La entrada del preescolar ya estaba impregnada de la persistente fragancia de los pasteles de calabaza fundidos, y cuando la Tía Li acercó el pastel a Chenchen, el intenso aroma era aún más irresistible.
Además, bajo la luz del sol, la corteza traslúcida y brillante del pastel de calabaza fundido era tan tentadora que Chenchen, siendo todo un comidista, no pudo resistir tal encanto.
Sus ojos se iluminaron mientras miraba fijamente el plato de pasteles de calabaza fundidos.
Al ver el hambre en los ojos de Chenchen, Jiang Xinzhuo aprovechó el momento, tomó uno de los pasteles de calabaza fundidos del plato que tenía en la mano y lo partió suavemente.

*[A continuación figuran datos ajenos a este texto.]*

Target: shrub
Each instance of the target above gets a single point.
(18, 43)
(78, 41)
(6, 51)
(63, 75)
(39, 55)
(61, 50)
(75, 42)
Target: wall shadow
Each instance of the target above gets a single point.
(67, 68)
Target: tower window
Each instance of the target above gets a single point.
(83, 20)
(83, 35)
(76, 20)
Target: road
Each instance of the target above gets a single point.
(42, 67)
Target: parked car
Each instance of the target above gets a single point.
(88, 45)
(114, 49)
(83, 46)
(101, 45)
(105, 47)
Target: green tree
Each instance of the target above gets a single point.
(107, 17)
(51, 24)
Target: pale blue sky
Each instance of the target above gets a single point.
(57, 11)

Con un «crujido», el pastel de calabaza fundido no pudo soportar la fuerza y se partió.
La corteza hizo un sonido crujiente al romperse, revelando el relleno de su interior.
Esta doble tentación sensorial hizo que Chenchen tragara saliva involuntariamente.

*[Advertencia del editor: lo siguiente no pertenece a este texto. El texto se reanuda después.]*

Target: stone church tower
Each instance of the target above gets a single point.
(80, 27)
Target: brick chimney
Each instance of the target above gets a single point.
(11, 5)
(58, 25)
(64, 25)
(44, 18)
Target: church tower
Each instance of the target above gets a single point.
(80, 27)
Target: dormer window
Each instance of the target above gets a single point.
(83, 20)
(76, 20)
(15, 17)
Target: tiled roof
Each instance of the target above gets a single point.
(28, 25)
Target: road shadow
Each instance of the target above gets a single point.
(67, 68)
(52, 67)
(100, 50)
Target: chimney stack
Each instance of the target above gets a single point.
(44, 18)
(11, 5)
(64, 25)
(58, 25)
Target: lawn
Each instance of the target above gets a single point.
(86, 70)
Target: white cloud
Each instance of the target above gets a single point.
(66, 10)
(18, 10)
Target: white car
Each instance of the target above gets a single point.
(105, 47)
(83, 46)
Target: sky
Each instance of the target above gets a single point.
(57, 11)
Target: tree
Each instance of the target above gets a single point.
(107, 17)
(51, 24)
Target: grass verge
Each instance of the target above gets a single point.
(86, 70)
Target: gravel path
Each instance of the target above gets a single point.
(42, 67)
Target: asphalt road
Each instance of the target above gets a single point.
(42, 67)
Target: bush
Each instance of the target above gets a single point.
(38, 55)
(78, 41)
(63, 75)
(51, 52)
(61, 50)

Ni siquiera el Tío Li y Lin Huiyi pudieron escapar, y tragaron saliva inconscientemente.
Viendo que era el momento oportuno, Jiang Xinzhuo aprovechó para preguntar: —Chenchen, ¿quieres probar el pastel de calabaza fundido?
—¡Sí!
El pequeño estaba tan atraído por el pastel de calabaza fundido que asintió sin dudar.
Jiang Xinzhuo le tendió la mano.
—Entonces baja y ven con la profesora al aula para comer el pastel de calabaza fundido, ¿de acuerdo?
—¡Vale!
Chenchen soltó el cuello de su madre y le pidió que lo bajara.
Una vez en el suelo, tomó por iniciativa propia la mano de Jiang Xinzhuo.
Jiang Xinzhuo lo elogió: —Chenchen eres genial, ¡ahora despídete de Mamá!
—¡Adiós, Mamá!
Chenchen agitó su manita hacia Lin Huiyi y luego siguió a Jiang Xinzhuo al interior del preescolar.
Lin Huiyi lo vio alejarse, aliviada de que no siguiera protestando, y de repente su atención fue captada por el plato de pasteles de calabaza de la Tía Li…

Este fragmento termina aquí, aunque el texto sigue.